BMX SolidSafe is the best match for the iPhone 17 Pro specifically, for three reasons: its four color options (Black, Blue, Silver, Orange) match all three iPhone 17 Pro colors, the LCD display shows exact percentage and wattage, and the built-in USB-C cable means you always have a cable ready. For users who prioritize 25W wireless speed on the iPhone 17, the KUXIU S3 or Momax S.Pass2 are also strong options.
Do I need a 5K or 10K power bank?
A 5,000mAh (5K) power bank delivers roughly one full phone charge in real-world use (after accounting for conversion losses). A 10,000mAh (10K) delivers roughly 1.5-2 full charges. If you charge once during the day, 5K is enough.
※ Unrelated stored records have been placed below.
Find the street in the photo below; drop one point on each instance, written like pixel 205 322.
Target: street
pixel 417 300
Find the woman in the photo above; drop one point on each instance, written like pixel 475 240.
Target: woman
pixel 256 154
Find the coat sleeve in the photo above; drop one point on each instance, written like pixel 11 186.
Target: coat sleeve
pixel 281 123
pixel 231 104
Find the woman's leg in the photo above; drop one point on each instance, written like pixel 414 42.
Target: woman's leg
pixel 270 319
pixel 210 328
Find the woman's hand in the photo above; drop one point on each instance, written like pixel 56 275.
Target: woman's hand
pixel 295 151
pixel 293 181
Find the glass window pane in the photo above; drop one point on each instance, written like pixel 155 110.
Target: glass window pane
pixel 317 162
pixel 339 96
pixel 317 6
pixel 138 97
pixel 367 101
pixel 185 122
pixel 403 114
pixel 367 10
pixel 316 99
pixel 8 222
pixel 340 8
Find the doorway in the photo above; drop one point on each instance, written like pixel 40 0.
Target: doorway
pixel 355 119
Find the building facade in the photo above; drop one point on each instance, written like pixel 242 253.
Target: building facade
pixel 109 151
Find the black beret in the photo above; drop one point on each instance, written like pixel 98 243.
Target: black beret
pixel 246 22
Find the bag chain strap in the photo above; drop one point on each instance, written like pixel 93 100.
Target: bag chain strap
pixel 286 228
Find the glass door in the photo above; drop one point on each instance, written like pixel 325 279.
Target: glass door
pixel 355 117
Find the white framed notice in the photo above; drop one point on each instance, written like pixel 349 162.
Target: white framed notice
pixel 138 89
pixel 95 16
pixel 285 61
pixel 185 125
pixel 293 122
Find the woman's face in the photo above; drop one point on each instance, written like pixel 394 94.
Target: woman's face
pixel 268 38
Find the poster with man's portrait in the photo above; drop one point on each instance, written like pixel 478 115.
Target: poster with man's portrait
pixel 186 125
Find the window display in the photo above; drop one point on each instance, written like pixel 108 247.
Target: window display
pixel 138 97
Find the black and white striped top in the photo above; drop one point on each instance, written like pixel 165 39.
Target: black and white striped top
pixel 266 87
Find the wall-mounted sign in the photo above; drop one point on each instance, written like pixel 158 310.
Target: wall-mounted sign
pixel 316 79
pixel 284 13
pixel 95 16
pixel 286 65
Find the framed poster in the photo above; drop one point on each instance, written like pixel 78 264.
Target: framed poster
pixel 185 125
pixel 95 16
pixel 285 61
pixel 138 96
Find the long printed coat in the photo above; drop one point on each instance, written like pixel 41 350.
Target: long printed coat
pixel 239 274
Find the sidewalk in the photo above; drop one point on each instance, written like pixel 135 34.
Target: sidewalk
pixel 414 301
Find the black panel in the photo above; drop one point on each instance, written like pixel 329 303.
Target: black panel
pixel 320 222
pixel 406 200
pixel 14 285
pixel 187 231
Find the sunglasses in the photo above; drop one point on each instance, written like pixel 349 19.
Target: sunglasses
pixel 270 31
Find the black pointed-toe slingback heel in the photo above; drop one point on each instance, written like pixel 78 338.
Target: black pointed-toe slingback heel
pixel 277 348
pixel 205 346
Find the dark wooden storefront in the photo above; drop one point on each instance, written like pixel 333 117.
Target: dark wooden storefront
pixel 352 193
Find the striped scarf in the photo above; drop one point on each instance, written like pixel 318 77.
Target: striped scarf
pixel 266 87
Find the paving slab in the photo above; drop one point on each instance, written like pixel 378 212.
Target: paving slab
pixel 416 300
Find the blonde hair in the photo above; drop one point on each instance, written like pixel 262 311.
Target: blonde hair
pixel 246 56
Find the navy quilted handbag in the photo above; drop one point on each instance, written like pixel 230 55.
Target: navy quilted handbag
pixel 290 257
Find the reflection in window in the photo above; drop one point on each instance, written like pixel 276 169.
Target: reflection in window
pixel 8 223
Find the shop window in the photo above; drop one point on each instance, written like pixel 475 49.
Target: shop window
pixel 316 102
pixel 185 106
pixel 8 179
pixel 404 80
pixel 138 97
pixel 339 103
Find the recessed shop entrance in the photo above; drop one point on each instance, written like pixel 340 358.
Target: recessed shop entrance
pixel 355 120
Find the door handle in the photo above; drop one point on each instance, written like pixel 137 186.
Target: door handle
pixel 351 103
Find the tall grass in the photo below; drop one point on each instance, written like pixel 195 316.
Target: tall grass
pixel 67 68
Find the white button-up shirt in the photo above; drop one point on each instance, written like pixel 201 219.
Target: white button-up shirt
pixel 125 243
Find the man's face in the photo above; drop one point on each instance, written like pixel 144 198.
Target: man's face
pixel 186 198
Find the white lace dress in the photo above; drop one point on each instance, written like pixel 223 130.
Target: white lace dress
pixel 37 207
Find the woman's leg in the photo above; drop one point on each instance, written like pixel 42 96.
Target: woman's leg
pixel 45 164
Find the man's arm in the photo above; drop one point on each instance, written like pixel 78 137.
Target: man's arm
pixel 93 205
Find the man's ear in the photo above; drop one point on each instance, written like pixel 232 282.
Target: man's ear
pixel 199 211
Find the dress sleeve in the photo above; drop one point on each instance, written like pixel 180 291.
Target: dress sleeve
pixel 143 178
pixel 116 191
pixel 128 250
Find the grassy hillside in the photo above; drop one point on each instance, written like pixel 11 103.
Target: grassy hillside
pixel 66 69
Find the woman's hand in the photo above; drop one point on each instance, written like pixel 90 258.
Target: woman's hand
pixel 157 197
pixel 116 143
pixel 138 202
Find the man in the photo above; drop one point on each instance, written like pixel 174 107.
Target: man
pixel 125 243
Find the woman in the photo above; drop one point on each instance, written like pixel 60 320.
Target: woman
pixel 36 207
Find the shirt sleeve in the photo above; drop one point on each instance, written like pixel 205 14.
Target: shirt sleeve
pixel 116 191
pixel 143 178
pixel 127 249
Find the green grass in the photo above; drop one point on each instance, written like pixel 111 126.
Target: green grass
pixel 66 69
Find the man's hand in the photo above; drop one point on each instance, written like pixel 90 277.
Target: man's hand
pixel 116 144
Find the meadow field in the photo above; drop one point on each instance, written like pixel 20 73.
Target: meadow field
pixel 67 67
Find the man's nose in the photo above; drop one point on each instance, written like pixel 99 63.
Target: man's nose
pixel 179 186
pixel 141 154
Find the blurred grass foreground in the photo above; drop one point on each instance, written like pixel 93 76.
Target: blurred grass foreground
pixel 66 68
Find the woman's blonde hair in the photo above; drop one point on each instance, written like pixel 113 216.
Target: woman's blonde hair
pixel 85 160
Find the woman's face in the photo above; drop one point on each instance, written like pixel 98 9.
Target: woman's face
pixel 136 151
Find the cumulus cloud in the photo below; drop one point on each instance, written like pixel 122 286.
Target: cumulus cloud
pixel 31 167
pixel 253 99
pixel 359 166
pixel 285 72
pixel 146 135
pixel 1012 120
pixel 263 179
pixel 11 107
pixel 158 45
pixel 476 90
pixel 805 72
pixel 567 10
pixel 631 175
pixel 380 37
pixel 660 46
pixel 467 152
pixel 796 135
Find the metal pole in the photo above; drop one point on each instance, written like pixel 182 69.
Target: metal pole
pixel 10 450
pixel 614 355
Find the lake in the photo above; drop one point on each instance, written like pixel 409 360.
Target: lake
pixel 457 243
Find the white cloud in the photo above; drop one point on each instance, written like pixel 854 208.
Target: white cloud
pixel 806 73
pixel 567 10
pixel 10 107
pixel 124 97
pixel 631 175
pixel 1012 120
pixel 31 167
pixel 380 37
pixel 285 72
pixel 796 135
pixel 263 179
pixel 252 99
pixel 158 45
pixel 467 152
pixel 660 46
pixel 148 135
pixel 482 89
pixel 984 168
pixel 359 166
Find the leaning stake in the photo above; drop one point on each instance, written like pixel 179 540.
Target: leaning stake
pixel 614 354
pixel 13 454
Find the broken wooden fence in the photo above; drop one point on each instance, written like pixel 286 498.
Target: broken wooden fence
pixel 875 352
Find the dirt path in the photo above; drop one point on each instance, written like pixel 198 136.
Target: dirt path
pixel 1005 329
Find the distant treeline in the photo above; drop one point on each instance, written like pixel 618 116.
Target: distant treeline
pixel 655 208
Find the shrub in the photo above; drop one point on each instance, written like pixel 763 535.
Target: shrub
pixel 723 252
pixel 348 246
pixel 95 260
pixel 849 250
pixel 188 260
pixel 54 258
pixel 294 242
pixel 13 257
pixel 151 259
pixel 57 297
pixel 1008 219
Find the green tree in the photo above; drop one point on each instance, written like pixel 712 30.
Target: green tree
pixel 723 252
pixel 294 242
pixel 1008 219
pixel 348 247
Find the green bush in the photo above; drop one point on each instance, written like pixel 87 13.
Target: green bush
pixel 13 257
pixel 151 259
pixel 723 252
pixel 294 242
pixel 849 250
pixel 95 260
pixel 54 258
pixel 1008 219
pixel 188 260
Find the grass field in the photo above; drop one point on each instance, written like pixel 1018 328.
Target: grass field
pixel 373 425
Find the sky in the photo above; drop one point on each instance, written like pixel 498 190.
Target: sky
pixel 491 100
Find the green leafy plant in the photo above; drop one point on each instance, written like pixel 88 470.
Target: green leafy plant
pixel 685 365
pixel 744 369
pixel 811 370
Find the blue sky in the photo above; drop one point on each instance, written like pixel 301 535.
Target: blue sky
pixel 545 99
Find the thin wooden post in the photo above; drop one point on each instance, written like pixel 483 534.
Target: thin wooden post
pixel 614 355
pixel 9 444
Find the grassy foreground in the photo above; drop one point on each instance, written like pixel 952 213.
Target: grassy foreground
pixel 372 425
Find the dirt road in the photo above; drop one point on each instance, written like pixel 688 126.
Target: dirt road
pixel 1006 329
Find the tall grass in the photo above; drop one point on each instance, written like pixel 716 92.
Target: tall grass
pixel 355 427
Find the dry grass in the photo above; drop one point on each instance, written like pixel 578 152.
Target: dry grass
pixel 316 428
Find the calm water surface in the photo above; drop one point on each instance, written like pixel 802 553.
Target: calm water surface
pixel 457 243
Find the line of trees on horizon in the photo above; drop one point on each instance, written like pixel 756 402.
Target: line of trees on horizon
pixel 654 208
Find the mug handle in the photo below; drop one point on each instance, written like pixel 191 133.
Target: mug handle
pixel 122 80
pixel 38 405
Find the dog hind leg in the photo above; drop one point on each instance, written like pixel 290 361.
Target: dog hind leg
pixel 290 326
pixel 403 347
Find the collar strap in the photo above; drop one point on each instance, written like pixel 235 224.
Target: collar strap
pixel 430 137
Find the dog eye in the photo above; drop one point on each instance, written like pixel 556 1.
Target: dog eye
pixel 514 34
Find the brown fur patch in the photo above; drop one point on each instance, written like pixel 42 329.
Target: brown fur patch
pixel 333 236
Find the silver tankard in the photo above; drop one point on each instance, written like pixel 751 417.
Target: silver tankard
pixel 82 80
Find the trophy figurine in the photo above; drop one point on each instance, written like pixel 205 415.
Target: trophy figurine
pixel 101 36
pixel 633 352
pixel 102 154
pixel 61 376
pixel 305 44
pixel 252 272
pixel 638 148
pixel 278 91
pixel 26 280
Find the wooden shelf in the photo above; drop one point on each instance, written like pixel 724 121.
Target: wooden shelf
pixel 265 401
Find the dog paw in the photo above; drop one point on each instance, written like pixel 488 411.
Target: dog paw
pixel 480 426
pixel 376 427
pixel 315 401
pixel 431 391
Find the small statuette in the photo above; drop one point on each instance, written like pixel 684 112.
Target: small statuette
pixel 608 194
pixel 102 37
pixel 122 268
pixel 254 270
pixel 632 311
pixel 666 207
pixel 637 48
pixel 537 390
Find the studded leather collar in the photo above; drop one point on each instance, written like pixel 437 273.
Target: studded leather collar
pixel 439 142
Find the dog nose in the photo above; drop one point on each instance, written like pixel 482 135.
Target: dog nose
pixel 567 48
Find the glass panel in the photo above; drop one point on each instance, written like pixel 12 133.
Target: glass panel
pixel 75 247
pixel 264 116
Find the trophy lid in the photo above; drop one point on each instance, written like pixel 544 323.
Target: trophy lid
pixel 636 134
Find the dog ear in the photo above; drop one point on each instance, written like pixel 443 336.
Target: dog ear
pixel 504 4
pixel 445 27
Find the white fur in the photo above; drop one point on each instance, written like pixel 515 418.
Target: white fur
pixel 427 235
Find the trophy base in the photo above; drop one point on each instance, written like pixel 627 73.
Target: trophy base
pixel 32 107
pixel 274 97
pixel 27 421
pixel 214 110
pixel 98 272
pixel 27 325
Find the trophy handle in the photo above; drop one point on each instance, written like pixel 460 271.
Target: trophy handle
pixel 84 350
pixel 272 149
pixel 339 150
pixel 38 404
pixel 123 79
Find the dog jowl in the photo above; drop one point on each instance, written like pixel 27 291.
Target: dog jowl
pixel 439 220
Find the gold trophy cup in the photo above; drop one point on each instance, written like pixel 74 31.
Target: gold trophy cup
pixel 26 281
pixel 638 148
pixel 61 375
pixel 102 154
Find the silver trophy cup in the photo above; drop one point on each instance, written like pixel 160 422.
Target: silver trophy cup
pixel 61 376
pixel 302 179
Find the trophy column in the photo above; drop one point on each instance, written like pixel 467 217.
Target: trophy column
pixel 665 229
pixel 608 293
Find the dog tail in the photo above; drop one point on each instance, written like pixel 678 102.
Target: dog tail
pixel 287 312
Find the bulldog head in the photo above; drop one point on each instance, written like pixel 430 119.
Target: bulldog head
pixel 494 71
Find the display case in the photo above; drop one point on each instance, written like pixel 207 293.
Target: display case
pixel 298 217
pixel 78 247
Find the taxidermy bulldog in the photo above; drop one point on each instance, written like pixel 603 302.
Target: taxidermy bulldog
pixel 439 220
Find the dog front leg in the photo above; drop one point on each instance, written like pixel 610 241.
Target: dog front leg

If you travel, have heavy phone use, or want to charge multiple devices, go 10K. If you want the slimmest possible profile and you only need one charge, the SolidSafe Air at 6.8mm and 116g is the thinnest option in the category.
What is the thinnest semi-solid-state power bank?
The BMX SolidSafe Air at 6.8mm and 116g is the thinnest and lightest semi-solid-state power bank available. It uses a titanium body and won a TechRadar Best of CES 2026 award. The ultra-thin profile is made possible by semi-solid-state cell chemistry, which can be compressed thinner than traditional lithium-ion without the same swelling risks.
The Bottom Line
The semi-solid-state power bank category is still young, but the options are already meaningfully different. Every product in this roundup benefits from the core technology shift: reduced flammable liquid, longer cycle life, and improved thermal stability.
Where the products separate is in the daily experience around the battery - the display, the cable situation, the ports, the materials, and the colors. Those are the things that determine whether a power bank feels like a thoughtful part of your setup or just another thing to charge. We built SolidSafe around all of them.